HCMC Dining Guide

Monday, July 2, 2012

Opulence Defined

A couple of weeks ago I reviewed a restaurant called Cham Charm in the Crescent (pictured above), out in Phu My Hung. This is one of the most high-end areas of the city, and this restaurant was one of the first places to show up in the nascent development a few years back.

Cham Charm is one of many businesses in town run by the Khai family, under the name of the Khai Silk corporation. Apparently the head of the family makes most of his money (and they have an awful lot of it) selling silk overseas. For some reason his income is not entirely legal under Vietnamese tax laws, but through a loophole he is able to spend it on property. As a result what he does is build absurdly luxurious establishments (mostly restaurants), and when he needs a cash influx he simply sells one.

There seems to be a new Khai Silk restaurant opening every few months, and there is one near my house that usually has a Rolls-Royce parked out front. Charm Charm is no exception from this opulence; in fact it's one of the most upscale restaurants I've ever eaten at.
The entrance looked like a more benevolent version of the Temple of Doom.
The inside was full of Cham (an ancient culture from central Vietnam) artifacts, moody lighting, and ornately carved walls. The enormous seating area is spread over three floors - the middle one, which is where you enter, features a $50 buffet that offers tons of seafood, sushi, sashimi, Indian and Thai food, western dishes, and desserts cooked in-house, along with Japanese beer and a Chilean wine vintage made specially for the restaurant. Upstairs is where a set menu is offered three times a week, and there are also two private tables suspended from the ceiling of balconies. On the ground floor is a well-stocked bar, event rooms, and more decorations. I reviewed another Khai Silk restaurant a few months back, and the signature black-and-white color scheme of their eateries didn't really work. Cham Charm employs more earthy colors, and while it is obviously ridiculous it also works visually.
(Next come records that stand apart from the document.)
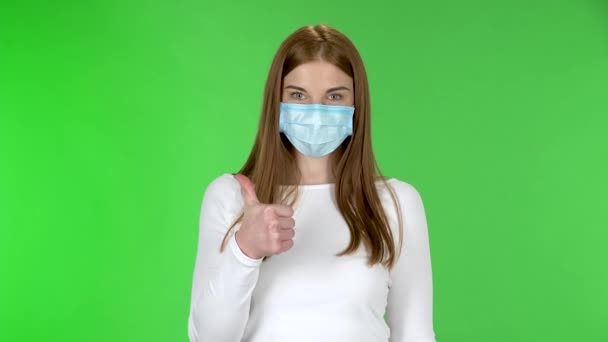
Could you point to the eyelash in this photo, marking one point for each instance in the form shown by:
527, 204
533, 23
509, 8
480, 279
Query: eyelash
299, 93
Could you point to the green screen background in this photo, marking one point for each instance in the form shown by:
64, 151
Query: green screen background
115, 116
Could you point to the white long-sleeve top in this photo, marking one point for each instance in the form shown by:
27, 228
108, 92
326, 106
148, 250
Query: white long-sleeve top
307, 293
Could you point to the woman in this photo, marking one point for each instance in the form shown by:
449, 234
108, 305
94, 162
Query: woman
300, 245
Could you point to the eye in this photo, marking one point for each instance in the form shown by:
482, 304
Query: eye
298, 95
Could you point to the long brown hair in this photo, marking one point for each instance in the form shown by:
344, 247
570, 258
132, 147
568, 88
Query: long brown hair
271, 164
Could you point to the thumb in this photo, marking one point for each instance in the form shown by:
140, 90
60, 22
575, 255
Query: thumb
247, 189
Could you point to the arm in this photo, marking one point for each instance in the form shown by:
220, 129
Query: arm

Of course one of the highlights is the food, particularly the seafood. Here are some shots of what I had. I have no idea what that is in the second picture, but it was fantastic. I also had a grilled lobster but I forgot to take a picture because it looked so delicious that I couldn't wait to tear into it.


A dessert the manager specially recommended was this Japanese green tea ice cream with sweet beans.
Some home-made sweets.
This was on a Thursday night and the place was doing some serious business, which surprised me considering how expensive it is, particularly by Vietnam standards. When I walked outside I realized who made up the clientele, as a line of Audi, BMW, and Mercedes SUVs and sedans sat outside of the entrance. Cham Charm certainly isn't a place you would visit with anything resembling regularity, but for a special occasion, or just the 'wow!' factor, it's well worth a visit.